Urban farmers have called on city council to do more to support them if they’re serious about a food and agriculture strategy.
The strategy, first announced in 2019, was set up as a way for northerners to grow their own food and boost the economy and food security at the same time.
Kyle Thomas, one of the owners of Bush Order Provisions says it’s a good step but leaves a number of gaps.
Thomas called for a number of things, including a communal abattoir — to encourage more livestock businesses — incentives for collecting rainwater for commercial use and tax breaks for people starting agriculture businesses.
“It is a big financial investment for us to buy property at market value and to be paying regular property taxes, while we’re still converting the property into farmland,” he said. “Essentially, we don’t have revenue on that land because we need to make sure that it’s nutrient dense to be able to grow produce.”
Councillor Niels Konge said he was cautious about granting subsidies to one industry when all industries want subsidies. He added that commercial agriculture enterprises already receive greater tax breaks than some other industries.
“I always have a challenge when any specific industry comes along and asks for very specific supports,” he said.
“Everybody wants a subsidy and that’s the challenge as a councillor — how do we figure out what specific groups should get these subsidies, for how long should they get these subsidies — because it’s quite difficult to roll subsidies back.”

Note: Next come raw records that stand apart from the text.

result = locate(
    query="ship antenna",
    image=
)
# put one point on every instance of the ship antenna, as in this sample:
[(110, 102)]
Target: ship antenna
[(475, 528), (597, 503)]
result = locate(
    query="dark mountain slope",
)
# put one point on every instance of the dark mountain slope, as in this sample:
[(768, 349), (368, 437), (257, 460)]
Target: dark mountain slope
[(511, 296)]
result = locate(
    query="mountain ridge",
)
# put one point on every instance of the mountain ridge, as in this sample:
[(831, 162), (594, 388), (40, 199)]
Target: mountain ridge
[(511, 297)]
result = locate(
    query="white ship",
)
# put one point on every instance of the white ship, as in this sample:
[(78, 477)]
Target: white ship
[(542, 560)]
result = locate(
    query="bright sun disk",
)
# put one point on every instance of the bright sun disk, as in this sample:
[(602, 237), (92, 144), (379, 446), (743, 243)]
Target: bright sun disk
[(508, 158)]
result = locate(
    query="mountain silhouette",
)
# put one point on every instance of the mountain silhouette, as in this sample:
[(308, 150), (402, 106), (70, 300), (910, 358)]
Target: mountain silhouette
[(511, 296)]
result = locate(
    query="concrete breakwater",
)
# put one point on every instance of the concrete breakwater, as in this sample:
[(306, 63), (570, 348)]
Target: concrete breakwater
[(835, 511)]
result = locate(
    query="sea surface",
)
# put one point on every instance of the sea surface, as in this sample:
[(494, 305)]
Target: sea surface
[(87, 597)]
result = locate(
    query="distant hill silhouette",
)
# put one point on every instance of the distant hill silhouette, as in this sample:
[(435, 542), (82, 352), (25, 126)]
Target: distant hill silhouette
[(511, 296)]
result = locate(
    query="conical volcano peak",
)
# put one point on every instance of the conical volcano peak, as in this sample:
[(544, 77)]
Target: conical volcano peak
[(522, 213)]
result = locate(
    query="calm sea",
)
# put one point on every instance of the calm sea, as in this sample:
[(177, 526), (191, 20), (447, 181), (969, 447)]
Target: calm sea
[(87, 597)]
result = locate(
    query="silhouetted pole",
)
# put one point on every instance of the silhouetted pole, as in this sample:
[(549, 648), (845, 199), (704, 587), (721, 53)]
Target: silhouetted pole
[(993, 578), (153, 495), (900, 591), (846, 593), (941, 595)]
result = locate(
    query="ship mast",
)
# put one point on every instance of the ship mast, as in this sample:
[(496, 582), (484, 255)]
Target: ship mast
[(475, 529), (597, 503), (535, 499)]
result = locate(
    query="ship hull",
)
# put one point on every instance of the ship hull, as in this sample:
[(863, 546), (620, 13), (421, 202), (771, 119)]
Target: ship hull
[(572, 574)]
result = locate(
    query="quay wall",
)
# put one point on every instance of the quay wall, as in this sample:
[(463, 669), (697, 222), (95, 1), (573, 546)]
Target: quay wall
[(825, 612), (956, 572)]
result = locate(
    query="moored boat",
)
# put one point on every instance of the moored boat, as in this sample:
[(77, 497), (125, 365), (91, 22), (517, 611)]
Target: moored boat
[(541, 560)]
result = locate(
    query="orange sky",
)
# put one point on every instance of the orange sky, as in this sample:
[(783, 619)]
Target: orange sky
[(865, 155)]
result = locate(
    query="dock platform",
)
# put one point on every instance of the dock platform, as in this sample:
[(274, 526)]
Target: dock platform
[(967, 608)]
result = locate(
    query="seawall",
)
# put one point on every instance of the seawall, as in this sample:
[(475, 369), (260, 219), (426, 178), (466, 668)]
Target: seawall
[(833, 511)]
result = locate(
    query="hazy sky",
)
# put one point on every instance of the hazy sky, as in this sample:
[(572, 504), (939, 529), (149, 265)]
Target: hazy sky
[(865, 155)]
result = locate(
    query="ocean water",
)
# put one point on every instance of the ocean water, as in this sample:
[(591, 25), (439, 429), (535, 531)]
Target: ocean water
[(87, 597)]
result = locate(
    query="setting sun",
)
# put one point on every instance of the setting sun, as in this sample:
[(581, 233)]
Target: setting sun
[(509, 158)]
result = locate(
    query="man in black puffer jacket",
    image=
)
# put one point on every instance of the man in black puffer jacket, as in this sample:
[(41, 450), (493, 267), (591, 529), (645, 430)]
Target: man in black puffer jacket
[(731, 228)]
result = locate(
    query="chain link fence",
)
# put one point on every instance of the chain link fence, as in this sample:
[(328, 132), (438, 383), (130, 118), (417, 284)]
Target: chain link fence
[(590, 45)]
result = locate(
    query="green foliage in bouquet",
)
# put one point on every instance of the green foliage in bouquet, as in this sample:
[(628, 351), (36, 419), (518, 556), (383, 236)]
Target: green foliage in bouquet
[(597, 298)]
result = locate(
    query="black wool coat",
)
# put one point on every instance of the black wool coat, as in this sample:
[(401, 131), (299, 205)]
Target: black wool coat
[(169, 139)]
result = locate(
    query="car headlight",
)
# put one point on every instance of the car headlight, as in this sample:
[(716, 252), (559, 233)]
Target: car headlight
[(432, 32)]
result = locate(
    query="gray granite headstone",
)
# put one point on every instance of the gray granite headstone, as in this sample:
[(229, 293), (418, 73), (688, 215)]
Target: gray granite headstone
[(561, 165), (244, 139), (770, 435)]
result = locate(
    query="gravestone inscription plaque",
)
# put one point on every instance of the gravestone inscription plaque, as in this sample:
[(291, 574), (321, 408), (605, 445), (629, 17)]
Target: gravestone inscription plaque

City administration says there are some regulation issues with things like greenhouse construction — whether the territorial government or the city has jurisdiction — which still has to be worked out. Yellowknife Mayor Rebecca Alty said these could be looked at during the city’s zoning bylaw rewrite. Alty added agriculture stakeholders would be consulted during that process.
Etienne Croteau, chef and owner of Boreal Flavour says he can’t afford to buy a lot of land currently because of the impact COVID-19 is having on business. He suggested the city leases land near Kam Lake for businesses, to help them get started.
“If we want this agriculture project to take place and be taken seriously, I really think that the city has to be involved somehow to get access to lands,” said Croteau.
Croteau added that agriculture may need more support at first to get off the ground, as it is less profitable than some other industries.
Thomas added fees for stalls in the farmer’s market, a key space for fledgling agriculture businesses, have become prohibitively expensive for newer businesses.
“While we may be established as longtime vendors, there are new vendors who can’t afford that initial fee for the farmers market,” said Thomas.
Thomas said supporting agriculture businesses will help improve the territory’s sustainability and reduce food miles — the distance food has to travel from the south of Canada to grocery stores in the NWT.
The city’s economic development strategy, which was passed on Monday, agriculture and food are highlighted as one of the city’s key sectors.
Councillors will continue to debate the specifics of the plan at their next regular council meeting on April 12.